3. The actual point where one meets the other could be argued by philosophers until the end of time.

However, this material is best discussed in person, and on the mat with practical examples.
Quote:
what does proper breathing mean here ?


Actually, with regards to the section of my post that you quoted, I was talking about "rowing" as in a boat that is in the water. I was not speaking of Torifune-no-Gyo. However, most "oarsmen" have very developed upper bodies, and these are the easiest body types to defeat because 99% of the time they will rely on strength and the other 1% of the time you can force them to go back to using their power, and then you have them right where you wanted them in the first place.
Quote:
does it mean specific inhalation and exhalations at certain points in movement or something else.

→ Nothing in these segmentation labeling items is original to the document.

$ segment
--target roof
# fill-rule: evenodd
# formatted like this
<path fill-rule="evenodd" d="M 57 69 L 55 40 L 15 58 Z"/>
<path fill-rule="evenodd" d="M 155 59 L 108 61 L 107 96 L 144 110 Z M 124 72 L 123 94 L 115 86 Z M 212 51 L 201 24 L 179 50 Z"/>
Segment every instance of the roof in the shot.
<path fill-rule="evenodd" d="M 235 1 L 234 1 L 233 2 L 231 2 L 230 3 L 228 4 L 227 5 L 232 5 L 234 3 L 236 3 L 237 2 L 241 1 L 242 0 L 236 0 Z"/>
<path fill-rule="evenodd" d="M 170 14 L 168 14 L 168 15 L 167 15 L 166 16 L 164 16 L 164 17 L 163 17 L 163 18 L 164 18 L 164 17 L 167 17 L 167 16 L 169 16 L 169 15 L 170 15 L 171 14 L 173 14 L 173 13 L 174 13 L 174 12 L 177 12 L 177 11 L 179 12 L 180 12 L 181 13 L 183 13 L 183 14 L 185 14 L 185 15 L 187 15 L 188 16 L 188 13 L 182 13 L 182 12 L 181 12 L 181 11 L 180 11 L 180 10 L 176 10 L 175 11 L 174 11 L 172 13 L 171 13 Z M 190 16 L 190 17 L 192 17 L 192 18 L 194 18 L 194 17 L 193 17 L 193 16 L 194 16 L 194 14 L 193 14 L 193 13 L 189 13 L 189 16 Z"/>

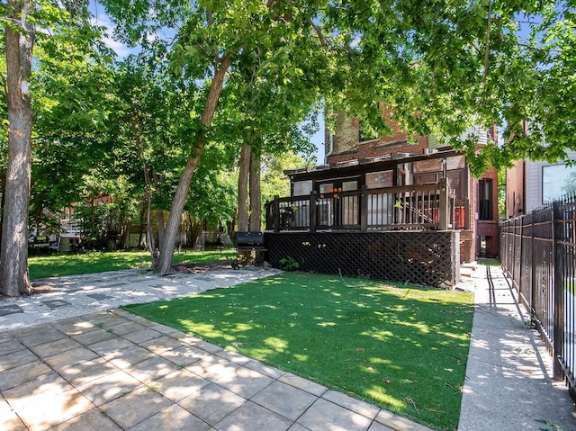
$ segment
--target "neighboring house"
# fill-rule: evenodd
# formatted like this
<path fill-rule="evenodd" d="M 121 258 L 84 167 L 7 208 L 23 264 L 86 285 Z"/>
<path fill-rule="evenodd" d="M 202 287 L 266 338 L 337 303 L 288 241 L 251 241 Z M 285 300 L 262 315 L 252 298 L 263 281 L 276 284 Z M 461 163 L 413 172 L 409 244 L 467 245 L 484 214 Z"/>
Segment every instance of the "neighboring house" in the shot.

All "do" are different expressions of Breath control. For example, the breathing one discovers in calligraphy is the same that is in aikido. However, it is the pause in breathing (not simply "stopping") that is significant, and takes a lifetime of dedication and struggle to move towards mastery. Misogi was O-Sensei's path. Aikido was a form of Misogi. The unification of body and mind comes from breath control. This can be traced back through all forms of martial arts - back through China, and back to India and the studies of the Yogis. Movement without understanding the breathing that is behind it is simply movement, empty and nothing more. One who has movement (even unified movement) as the only tool in his toolbox, may easily be overtaken by one who has an intermediate level of understanding Kokyu. This can be found right in the pages of Kojiki - the source of O-Sensei's Aikido.

Relaxation & letting go of physical power + unification and alignment of the chakras are only the first steps to take. My only question to you would be, once you have achieved that, where do you go from there with your training?

I no longer participate in or read the discussion forums here on AikiWeb due to the unfair and uneven treatment of people by the owner/administrator.